Former premier Nawaz Sharif filed on Monday a review petition against the Supreme Court verdict in the Judge Arshad Malik video scandal case.
Judge Malik had sentenced former premier Nawaz Sharif to jail in the Al-Azizia Steel Mills case. During a press conference in June, PML-N leader Maryan Nawaz showed videos in which Judge Malik told another person that he was pressured into convicting former PM Nawaz Sharif in the Al Azizia mills case. The judge, however, denied the allegations.
On August 23, the Supreme Court ruled that the final decision in the Judge Malik case rests with the Islamabad High Court. It can choose whether to reopen the Al-Azizia case or admit the video as evidence in Nawaz’s appeal against his sentence.
Nawaz filed the petition in the case through his counsel, Khawaja Haris. The former premier made Judge Arshad Malik and others parties in his petition.
He said the court finalised parameters relating to the video’s admissibility without serving notices or listening to them. The former premier requested the court to review its decision after listening to their stance.
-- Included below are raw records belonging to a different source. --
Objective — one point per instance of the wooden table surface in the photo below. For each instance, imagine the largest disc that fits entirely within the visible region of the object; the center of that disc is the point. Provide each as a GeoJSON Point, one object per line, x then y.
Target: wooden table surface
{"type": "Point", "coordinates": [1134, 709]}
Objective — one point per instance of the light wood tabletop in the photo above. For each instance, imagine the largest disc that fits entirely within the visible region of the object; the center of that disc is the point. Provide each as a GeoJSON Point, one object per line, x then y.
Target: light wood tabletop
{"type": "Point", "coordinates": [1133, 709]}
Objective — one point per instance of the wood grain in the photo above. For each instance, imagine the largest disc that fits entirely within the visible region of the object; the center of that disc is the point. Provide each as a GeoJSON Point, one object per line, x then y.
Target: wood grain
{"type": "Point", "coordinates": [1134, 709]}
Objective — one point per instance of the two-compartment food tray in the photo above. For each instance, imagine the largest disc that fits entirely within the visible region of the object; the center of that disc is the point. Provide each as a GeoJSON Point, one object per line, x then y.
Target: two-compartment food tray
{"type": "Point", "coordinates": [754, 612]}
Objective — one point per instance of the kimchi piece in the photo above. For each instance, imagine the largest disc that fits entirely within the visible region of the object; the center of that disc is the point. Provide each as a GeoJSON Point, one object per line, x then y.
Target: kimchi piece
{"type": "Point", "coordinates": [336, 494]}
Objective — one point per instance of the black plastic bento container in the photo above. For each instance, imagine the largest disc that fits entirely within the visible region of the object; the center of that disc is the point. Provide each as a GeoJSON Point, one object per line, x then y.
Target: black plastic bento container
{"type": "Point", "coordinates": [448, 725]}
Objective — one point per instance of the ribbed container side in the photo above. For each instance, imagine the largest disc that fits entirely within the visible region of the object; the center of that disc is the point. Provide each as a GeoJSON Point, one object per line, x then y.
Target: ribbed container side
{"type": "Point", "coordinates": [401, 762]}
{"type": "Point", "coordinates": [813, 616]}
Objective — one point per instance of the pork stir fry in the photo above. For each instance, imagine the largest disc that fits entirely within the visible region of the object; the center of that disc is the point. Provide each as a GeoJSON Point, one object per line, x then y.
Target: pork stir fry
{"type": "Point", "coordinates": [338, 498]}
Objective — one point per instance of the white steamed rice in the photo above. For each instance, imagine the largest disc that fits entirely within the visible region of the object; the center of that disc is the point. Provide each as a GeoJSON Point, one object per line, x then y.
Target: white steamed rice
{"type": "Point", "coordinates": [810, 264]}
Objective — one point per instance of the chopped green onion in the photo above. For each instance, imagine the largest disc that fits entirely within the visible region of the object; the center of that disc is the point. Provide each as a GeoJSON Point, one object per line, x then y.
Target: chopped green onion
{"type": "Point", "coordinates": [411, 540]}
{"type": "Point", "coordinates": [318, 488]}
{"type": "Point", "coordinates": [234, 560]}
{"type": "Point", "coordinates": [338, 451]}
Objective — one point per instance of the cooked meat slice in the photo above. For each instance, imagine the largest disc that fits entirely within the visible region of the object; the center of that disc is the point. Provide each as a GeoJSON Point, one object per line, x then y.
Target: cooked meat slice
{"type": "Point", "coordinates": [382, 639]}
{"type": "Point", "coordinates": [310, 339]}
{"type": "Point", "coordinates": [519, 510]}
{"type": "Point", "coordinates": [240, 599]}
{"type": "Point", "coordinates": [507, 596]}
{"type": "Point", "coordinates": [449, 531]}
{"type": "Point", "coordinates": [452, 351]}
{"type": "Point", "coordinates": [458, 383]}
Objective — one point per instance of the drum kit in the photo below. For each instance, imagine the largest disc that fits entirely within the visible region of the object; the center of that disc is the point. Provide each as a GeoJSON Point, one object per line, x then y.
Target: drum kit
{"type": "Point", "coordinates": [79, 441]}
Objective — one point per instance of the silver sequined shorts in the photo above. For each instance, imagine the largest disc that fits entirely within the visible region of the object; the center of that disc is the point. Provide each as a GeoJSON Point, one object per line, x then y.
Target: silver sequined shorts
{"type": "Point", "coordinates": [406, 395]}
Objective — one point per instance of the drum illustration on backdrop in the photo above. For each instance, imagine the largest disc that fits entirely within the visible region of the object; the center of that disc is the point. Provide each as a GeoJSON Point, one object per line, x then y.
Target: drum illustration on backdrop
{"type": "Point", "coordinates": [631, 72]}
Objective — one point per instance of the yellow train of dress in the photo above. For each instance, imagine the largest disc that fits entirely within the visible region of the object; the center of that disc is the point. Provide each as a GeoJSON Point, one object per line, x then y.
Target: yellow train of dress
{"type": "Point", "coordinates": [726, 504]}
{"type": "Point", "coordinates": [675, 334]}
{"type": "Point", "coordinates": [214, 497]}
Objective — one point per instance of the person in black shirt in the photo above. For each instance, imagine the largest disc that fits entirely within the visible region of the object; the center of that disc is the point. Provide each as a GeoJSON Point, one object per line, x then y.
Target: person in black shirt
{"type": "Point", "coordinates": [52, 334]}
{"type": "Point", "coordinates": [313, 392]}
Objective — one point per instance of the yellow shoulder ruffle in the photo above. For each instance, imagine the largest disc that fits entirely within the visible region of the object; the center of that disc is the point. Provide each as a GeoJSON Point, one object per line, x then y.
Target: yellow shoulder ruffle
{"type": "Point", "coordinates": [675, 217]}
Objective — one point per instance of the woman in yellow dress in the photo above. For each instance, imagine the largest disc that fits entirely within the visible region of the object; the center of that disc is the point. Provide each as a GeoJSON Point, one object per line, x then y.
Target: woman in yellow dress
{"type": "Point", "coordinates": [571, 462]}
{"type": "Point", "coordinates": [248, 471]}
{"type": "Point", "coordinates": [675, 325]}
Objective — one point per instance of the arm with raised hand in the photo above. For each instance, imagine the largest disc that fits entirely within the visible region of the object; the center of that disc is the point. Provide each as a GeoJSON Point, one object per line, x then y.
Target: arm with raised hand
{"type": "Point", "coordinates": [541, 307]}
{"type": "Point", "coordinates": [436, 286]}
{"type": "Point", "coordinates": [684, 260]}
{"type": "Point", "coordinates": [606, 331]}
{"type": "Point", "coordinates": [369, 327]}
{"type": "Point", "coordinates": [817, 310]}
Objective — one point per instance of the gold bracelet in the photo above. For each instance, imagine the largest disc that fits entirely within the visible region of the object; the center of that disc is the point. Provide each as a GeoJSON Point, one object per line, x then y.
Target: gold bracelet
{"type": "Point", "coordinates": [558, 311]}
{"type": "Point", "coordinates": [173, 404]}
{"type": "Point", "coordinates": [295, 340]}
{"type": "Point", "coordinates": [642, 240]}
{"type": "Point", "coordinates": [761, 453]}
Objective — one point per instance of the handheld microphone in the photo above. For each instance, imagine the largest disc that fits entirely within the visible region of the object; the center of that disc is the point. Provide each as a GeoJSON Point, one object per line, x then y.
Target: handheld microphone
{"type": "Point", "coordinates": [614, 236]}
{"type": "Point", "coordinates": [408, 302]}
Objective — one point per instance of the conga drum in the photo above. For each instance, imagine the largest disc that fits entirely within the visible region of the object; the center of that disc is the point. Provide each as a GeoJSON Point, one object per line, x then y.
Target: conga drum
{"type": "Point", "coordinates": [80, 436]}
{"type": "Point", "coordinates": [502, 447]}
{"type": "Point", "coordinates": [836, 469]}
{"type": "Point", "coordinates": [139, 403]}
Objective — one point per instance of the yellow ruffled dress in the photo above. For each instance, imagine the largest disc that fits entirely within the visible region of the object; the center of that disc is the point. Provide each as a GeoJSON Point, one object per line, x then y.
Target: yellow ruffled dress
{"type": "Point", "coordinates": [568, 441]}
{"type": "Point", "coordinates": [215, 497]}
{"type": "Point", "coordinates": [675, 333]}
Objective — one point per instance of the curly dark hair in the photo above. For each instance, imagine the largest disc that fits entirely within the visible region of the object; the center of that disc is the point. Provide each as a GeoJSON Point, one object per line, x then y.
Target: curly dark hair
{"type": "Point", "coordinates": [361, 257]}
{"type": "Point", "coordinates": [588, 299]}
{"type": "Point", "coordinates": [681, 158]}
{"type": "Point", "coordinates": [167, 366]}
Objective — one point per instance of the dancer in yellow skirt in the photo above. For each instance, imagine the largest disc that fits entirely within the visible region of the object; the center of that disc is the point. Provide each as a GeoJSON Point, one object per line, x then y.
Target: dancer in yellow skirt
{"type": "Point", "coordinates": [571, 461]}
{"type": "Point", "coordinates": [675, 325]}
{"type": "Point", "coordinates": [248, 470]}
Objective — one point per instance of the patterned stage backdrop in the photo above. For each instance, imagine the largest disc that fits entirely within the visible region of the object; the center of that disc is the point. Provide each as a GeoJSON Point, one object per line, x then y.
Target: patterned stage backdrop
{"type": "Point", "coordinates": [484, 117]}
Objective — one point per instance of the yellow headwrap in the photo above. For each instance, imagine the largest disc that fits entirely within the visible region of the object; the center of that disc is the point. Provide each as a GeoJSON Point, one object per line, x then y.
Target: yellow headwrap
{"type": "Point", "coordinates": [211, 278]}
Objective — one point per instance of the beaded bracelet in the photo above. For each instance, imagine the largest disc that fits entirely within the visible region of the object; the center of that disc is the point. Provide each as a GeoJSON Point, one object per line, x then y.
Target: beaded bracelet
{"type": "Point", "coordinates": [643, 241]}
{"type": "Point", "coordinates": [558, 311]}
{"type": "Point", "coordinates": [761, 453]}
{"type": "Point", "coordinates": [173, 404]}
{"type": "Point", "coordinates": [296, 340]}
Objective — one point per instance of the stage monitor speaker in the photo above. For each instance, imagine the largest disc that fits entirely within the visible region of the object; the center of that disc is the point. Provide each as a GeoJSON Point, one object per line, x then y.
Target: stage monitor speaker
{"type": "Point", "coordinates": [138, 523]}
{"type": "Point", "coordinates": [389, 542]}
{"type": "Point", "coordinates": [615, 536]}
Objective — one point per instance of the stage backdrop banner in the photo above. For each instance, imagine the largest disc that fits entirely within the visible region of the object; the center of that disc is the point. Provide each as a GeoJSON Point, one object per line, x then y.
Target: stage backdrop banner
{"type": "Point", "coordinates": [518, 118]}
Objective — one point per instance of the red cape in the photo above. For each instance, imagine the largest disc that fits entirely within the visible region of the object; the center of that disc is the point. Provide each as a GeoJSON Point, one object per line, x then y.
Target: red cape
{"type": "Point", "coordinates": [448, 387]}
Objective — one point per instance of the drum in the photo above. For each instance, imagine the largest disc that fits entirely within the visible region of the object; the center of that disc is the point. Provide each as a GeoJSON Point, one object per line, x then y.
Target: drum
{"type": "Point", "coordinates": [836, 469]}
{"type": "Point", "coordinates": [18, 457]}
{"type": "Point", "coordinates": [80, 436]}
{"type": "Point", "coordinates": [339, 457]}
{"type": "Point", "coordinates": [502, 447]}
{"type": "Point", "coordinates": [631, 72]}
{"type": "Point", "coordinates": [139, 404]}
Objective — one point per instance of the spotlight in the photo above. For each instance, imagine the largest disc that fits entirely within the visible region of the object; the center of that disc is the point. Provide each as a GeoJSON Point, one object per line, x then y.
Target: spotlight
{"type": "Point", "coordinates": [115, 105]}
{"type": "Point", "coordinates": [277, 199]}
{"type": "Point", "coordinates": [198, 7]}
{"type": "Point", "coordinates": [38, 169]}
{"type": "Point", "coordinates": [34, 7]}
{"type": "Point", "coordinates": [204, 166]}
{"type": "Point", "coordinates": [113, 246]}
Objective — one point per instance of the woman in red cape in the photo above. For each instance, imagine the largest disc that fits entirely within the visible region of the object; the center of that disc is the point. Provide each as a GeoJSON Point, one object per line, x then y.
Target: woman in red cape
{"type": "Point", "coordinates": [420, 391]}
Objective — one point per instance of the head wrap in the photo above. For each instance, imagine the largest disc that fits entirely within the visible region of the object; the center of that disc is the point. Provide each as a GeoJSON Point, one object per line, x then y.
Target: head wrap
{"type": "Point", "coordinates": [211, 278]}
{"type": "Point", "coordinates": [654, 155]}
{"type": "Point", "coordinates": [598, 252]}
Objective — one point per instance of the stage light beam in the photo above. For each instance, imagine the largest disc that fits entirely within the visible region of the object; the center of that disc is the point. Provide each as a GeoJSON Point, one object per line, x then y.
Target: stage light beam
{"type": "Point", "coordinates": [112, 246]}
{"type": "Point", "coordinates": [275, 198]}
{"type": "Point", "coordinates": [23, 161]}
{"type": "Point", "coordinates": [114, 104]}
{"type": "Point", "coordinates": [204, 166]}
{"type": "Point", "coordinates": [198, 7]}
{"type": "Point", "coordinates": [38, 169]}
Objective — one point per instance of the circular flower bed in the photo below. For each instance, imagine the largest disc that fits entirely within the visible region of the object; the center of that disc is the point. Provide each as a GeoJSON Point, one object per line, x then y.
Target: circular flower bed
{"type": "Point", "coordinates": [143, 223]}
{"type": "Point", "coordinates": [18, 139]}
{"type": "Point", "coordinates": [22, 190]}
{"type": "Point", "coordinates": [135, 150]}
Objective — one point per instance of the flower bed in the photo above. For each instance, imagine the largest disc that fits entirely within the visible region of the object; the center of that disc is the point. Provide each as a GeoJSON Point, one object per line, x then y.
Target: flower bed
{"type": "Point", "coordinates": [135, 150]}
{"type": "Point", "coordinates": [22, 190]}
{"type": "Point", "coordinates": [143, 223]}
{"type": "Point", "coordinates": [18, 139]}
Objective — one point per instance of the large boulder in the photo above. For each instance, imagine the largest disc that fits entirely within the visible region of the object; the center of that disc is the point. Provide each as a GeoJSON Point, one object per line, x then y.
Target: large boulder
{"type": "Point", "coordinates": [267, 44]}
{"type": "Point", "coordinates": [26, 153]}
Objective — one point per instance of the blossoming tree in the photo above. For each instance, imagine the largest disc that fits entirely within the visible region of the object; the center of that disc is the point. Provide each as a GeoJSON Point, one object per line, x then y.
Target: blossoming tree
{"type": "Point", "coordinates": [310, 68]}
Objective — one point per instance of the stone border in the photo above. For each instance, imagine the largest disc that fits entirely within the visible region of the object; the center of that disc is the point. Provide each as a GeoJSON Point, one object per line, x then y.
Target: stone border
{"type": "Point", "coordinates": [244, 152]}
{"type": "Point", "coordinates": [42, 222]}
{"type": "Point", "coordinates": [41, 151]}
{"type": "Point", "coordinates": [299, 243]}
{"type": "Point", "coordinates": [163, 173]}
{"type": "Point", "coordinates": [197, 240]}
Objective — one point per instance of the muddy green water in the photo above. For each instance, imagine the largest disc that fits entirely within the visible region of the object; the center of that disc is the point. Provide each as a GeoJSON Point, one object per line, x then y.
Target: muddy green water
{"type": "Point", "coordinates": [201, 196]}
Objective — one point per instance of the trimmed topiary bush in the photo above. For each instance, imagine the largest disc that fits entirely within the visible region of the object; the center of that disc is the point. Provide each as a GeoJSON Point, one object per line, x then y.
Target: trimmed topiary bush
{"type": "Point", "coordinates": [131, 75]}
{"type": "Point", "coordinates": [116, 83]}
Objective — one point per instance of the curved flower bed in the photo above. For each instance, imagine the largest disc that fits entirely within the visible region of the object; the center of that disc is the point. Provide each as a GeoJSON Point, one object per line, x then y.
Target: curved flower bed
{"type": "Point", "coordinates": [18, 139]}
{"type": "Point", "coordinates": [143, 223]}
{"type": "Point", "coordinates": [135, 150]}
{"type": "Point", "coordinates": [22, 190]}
The verdict in Judge Malik video scandal case, written by Chief Justice Asif Saeed Khosa, said the video matter is the jurisdiction of the Islamabad High Court. The court is already hearing Nawaz Sharif’s appeal against his conviction and if it chooses, it can make the video admissible as evidence in that case. This of course depends on whether Nawaz’s lawyers choose to submit it as evidence and are able to verify its authenticity.
The SC also said that the Islamabad High Court will also decide if Judge Malik’s conduct necessitates a retrial in the case. It can either reappraise the evidence itself and decide the appeal on its merits or remand the case to the trial court for re-deciding the case after hearing of arguments of the parties on the basis of the evidence already recorded.
The judges refused to comment on the contents of the video and the video itself, citing its sub-judice nature (it’s being heard in the Islamabad High Court) but did comment on Judge Malik’s conduct.
“His admitted conduct emerging from that press release and the affidavit stinks and the stench of such stinking conduct has the tendency to bring bad name to the entire judiciary as an institution,” read the order. “He had unabashedly admitted in the press release and the affidavit that he had a shady past and had skeletons in his cupboard for which he was vulnerable to blackmail, during the trial being conducted by him he had been holding private meetings with sympathizers of the accused person being tried by him, he was threatened and inducements were offered to him during the trial but he had not reported the same to any superior authority and had never considered recusing from the trial, after convicting the accused person in the trial he had met the convict at his residence in a different city, he had even met a son of the convict in a different country and finally he had tried to help the convict in his appeal filed against his own judgment by dictating some grounds of appeal and pointing out some stated weaknesses in the case against the convict convicted by him,” the judges wrote.
“Such admitted conduct of the Judge was shocking, to say the least, besides being abhorrent and offensive to the image of a Judge in the society. His sordid and disgusting conduct has made the thousands of honest, upright, fair and proper Judges in the country hang their heads in shame,” it concluded.
On August 22, the Islamabad High Court repatriated the former accountability court judge to the Lahore High Court for initiation of “disciplinary proceedings” against him.
On July 12, the IHC acting chief justice had asked the Ministry of Law to remove Judge Malik from his position as an accountability court judge until an investigation into the video scandal was completed.
The IHC said the disclosures made by the judge in his earlier press release and affidavit with regard to the video scandal “constitute acts of misconduct and violation of the code of conduct”.